MP: Wow, and that passion has definitely blossomed as two of your entries were finalists in the contest. Actually, you had submitted four entries to the contest. What does a typical day in your life look like? And how does your writing routine fit into your day?
TB: Right now I’m mostly busy revising lesson plans and correcting my students’ work. I’m only teaching three classes, but for a first year teacher, it’s still a handful. Thankfully, my personal writing now consists mostly of revision and polishing completed stories. Several times a week I will tear into a chapter or two from one of my novels and look for places that need revision. The writer’s group I belong to aids in this process greatly. Wherever I am on the talent scale of writing, if not for the writer’s group I belong to, I would be much lower.
MP: Your manuscript, An Evil, has a very interesting take on a somewhat controversial subject. How did you come up with the idea for your novel?
TB: I had watched a debate about religion and morality either late in college or right after I graduated, and someone had brought up the Book of Job as a source people could look to for an answer to the question: why do good people suffer? I read it. When I finished, I scratched my head. I could only think one thing: this would make a great horror novel! I initially intended An Evil to be a novel, but after I started writing I realized the story would be better told as a short story or novella.
MP: One of the things that the judges mentioned about the manuscripts, were how well the characters was depicted and that “Everything was perfectly on point.” So, I’d have to ask, Which character in your book is your favorite and how much of yourself is reflected in that character?
TB: I really don’t have a favorite character. I like them all. The one that’s probably most reflective of me, though, would have to be James. I grew up in a Christian household, but became more secular as I neared my twenties. We both love our family greatly, but butt heads from time to time on issues of religion.
MP: This is going to be your first published work. What do you hope for your readers to take away after reading it?
TB: I would love if they took away nothing more than a desire to read another one of my stories!
MP: So, I’m sure our readers are dying to find out. What do you have in store next for your readers?
TB: An Evil is actually the third story I’ve written. Because of its length, it was the easiest to complete and polish. I am currently polishing two full length novels.
Repository for the Unwanted takes place in a 17th century European monastery, blending horror and historical fiction. The main most inspiration for it came after I read the article, Lesbian Sexuality in Renaissance Italy: The Case of Sister Benedetta Carlini, by Judith Brown.
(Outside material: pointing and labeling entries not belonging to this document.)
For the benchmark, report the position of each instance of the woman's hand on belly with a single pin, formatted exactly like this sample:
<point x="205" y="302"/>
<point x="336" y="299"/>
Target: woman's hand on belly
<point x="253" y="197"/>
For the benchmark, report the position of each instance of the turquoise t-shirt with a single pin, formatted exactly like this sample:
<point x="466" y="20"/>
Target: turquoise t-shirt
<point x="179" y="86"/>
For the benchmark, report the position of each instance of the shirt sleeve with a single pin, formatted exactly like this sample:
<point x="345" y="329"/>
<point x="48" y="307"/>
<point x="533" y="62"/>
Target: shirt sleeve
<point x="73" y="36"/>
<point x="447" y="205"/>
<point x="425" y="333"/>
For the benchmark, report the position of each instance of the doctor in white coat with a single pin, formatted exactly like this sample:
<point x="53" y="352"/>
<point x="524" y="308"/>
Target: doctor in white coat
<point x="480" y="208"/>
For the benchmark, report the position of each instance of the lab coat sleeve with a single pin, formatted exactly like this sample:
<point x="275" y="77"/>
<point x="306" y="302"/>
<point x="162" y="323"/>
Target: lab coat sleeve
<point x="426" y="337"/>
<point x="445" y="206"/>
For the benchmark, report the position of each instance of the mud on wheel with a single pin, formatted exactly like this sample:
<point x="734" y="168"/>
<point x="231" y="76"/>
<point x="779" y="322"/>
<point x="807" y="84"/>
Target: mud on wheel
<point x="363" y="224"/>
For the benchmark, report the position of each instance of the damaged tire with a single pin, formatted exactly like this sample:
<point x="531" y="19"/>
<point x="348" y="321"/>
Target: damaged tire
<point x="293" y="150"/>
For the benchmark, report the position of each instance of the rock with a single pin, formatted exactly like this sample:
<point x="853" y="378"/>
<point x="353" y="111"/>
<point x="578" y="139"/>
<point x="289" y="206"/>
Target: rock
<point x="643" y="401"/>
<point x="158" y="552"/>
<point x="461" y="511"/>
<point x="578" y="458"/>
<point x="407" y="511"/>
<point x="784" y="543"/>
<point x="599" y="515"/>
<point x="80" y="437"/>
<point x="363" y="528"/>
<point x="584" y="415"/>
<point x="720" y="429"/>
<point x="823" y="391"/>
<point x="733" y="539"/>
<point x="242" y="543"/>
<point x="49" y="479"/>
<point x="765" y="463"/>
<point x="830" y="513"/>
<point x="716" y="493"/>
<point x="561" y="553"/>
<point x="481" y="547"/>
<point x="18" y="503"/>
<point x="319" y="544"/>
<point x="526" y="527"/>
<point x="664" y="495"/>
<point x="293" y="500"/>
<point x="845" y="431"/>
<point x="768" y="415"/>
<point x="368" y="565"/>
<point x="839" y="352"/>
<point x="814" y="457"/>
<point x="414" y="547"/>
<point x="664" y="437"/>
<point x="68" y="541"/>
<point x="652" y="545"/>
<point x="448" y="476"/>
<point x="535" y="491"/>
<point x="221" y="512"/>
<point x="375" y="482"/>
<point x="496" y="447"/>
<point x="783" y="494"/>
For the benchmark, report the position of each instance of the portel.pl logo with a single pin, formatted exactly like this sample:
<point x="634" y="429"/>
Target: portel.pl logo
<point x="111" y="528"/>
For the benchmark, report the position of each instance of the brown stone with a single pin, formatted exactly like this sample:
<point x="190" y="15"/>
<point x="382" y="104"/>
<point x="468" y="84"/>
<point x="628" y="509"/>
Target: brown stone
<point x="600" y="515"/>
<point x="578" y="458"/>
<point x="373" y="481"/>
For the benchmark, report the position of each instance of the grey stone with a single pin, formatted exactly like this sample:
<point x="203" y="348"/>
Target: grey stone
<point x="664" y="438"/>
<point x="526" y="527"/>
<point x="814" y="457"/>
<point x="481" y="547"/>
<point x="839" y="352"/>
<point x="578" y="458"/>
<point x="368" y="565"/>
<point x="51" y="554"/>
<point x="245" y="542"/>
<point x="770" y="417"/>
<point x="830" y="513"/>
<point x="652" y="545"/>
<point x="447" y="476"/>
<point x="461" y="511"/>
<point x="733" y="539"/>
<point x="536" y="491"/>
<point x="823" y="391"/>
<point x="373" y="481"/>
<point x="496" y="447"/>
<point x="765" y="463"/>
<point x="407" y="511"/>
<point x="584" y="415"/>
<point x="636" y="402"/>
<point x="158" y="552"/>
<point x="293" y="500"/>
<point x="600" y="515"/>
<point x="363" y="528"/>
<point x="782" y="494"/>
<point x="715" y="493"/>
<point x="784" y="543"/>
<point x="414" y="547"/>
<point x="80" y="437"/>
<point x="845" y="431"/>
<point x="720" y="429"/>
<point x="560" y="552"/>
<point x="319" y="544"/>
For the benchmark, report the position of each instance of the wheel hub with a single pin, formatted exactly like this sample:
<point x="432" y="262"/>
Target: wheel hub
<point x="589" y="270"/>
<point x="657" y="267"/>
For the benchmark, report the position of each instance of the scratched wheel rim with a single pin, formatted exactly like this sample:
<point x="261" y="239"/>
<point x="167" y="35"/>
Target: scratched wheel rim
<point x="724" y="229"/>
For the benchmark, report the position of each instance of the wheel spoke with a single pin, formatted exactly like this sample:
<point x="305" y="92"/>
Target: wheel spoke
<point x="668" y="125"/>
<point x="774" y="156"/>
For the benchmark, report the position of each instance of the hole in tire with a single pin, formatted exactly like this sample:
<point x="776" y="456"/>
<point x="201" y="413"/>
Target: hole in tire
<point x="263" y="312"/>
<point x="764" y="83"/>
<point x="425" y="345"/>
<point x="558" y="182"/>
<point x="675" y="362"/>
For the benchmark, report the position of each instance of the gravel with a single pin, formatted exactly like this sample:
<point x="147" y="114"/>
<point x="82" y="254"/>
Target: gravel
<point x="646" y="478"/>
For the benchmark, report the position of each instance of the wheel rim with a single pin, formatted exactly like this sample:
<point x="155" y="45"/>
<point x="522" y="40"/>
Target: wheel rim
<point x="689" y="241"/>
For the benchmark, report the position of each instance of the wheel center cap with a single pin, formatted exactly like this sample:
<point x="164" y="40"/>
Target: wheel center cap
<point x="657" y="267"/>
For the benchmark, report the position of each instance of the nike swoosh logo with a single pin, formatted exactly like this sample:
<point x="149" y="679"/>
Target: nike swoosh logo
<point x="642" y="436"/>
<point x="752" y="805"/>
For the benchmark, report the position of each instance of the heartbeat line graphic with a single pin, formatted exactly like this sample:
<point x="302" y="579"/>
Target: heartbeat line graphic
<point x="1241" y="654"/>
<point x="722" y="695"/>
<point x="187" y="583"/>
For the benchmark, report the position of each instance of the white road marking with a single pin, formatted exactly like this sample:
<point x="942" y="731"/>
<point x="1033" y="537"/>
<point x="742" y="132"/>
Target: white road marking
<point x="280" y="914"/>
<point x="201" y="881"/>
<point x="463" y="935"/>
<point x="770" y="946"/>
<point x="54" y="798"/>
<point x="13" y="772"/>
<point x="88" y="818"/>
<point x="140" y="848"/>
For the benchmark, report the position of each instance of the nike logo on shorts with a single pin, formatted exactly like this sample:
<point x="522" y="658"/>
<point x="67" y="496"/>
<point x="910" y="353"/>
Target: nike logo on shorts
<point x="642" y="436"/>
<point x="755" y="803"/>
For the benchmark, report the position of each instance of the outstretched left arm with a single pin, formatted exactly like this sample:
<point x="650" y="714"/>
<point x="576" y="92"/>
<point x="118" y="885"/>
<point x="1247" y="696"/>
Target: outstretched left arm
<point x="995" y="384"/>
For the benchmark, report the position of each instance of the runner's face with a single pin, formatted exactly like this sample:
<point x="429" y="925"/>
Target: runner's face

Of Gods & Men is the first book in a trilogy that blends science and political fiction. Both are multiplot stories told through multiple points of view.
About the Author
I am currently polishing two of my five completed novels as well as a short story of about 25,000 words. My writing has thus far focused on science fiction and horror, but include elements of other genres. I never stop writing, and have the framework established for several other novels. I graduated magna cum laude from San Jose State University, majoring in History and minoring in Philosophy, receiving both university and department honors, and currently teach high school in San Jose, Ca.